La versión más extendida atribuye ese incendio a Julio César en el año 48 a. C., mientras que otras teorías culpan a las invasiones árabes musulmanas en el siglo VII
La célebre historia sobre la desaparición de la Biblioteca de Alejandría —el legendario depósito del saber del mundo antiguo— sostiene, de forma ampliamente difundida, que fue destruida por un devastador incendio. La versión más extendida atribuye ese incendio a Julio César en el año 48 a. C., mientras que otras teorías culpan a las invasiones árabes musulmanas en el siglo VII. Sin embargo, esta narrativa simplificada no refleja con precisión la complejidad del hecho histórico.
Con ocasión del Día de las Bibliotecas, celebrado cada 24 de octubre, se vuelve pertinente revisar este mito. El profesor de Geografía e Historia Daniel Hidalgo, en declaraciones a INFOVERITAS, refuta categóricamente la teoría del incendio único y total: «La Biblioteca de Alejandría no era un único edificio, como las bibliotecas que conocemos hoy. Existían varias instalaciones repartidas por diferentes zonas de la ciudad», aclara.
Si bien Alejandría padeció diversos incendios y terremotos —fenómenos comunes en aquella época—, estos no provocaron la pérdida absoluta del conocimiento almacenado en los papiros.

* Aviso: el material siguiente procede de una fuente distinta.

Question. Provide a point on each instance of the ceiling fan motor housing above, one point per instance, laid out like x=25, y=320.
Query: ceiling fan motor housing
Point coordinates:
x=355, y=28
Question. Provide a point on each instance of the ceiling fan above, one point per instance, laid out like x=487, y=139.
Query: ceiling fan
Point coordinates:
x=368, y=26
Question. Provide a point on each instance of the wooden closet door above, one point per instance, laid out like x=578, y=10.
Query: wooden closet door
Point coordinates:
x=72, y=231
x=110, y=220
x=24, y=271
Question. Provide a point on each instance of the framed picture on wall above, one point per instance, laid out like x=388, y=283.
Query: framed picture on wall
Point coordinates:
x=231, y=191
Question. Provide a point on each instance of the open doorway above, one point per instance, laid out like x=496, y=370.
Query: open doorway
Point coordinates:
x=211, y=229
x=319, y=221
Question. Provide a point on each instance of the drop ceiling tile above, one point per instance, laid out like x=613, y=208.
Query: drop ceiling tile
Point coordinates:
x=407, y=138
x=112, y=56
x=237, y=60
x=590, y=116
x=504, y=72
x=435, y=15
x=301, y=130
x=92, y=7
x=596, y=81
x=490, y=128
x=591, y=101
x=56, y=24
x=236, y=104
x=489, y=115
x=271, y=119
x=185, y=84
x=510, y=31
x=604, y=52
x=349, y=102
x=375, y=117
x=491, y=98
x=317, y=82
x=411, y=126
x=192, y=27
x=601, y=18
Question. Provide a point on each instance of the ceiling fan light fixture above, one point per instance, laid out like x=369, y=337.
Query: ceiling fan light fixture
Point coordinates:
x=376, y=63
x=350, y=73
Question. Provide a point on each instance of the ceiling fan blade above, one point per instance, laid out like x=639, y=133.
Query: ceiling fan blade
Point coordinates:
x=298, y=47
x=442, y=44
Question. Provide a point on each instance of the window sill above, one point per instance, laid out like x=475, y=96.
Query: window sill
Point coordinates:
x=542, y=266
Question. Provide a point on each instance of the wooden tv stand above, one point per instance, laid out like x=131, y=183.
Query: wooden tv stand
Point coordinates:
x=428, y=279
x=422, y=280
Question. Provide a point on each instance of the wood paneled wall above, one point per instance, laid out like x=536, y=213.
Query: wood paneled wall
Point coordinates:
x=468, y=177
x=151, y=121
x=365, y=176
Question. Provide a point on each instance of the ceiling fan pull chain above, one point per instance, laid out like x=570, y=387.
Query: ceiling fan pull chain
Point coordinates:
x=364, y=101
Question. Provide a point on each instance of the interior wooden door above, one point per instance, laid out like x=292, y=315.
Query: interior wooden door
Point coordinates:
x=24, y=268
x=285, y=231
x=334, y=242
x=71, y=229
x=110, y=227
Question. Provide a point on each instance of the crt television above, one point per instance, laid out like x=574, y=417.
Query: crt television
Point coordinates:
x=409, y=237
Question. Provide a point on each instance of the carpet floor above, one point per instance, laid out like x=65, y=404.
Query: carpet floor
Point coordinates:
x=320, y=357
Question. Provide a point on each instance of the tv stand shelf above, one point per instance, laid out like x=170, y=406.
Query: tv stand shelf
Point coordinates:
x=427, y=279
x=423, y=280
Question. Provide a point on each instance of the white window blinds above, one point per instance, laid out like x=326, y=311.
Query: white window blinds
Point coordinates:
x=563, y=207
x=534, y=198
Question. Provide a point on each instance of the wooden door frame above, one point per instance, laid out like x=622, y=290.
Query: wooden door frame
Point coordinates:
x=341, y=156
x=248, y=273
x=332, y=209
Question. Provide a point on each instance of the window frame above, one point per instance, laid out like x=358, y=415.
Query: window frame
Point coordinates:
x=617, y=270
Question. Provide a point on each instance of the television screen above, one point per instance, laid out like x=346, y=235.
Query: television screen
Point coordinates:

Entre esos siniestros figura el incendio relacionado con Julio César, pero no fue definitivo. De hecho, según la Enciclopedia de la Historia, este centro intelectual «todavía existía después de la época de César y se habla de ella a principios de la era cristiana».
Daniel Hidalgo insiste en que es erróneo afirmar que se perdieron todos los textos. «Si hubiera sido así, no habría llegado ninguno hasta nosotros», puntualiza. Además, señala que resulta imposible conocer con exactitud el número de obras desaparecidas, ya que no existía un catálogo exhaustivo como los que utilizan las bibliotecas modernas.
¿Cuál fue entonces la causa real de la desaparición de este emblema del saber? La respuesta más verosímil, aunque menos épica, apunta a la decadencia institucional y la retirada del respaldo de las autoridades. La Biblioteca fue una creación de la dinastía ptolemaica, un linaje que fomentó con entusiasmo la cultura y el saber, y que se asocia también con la figura legendaria de Cleopatra.
Aunque suele atribuirse la idea original de fundar la Biblioteca a Alejandro Magno, parece más plausible que fuera Ptolomeo I quien concibiera el proyecto y adquiriera los primeros volúmenes. Su sucesor, Ptolomeo III, lo expandió mediante una práctica particular: los libros que llegaban en los barcos eran confiscados, copiados y los originales se integraban a la colección.
Sin embargo, como suele ocurrir con los legados políticos, el entusiasmo de los sucesores fue decreciendo. Esta falta de continuidad culminó con el dominio romano, periodo en el que se desatendieron las bibliotecas de la ciudad. En palabras de Hidalgo, «la dejadez romana fue más perjudicial que los propios incendios o desastres naturales».
Pese a este lento ocaso, la transmisión del conocimiento no se interrumpió por completo. Durante la Baja Edad Media, universidades y monasterios asumieron la laboriosa tarea de copiar manuscritos, una tradición que evitó la concentración del saber en un solo lugar. Destaca en este contexto la Escuela de Traductores de Toledo, ejemplo del esfuerzo por conservar y expandir el saber clásico, ya no centralizado en una única ciudad ni bajo un único poder.
Así, la historia de la Biblioteca de Alejandría es más compleja y menos incendiaria de lo que dicta la leyenda. Lejos de desaparecer en un instante de fuego y ceniza, su declive fue consecuencia de la negligencia y el abandono institucional, una lección aún vigente sobre el cuidado y la transmisión del conocimiento.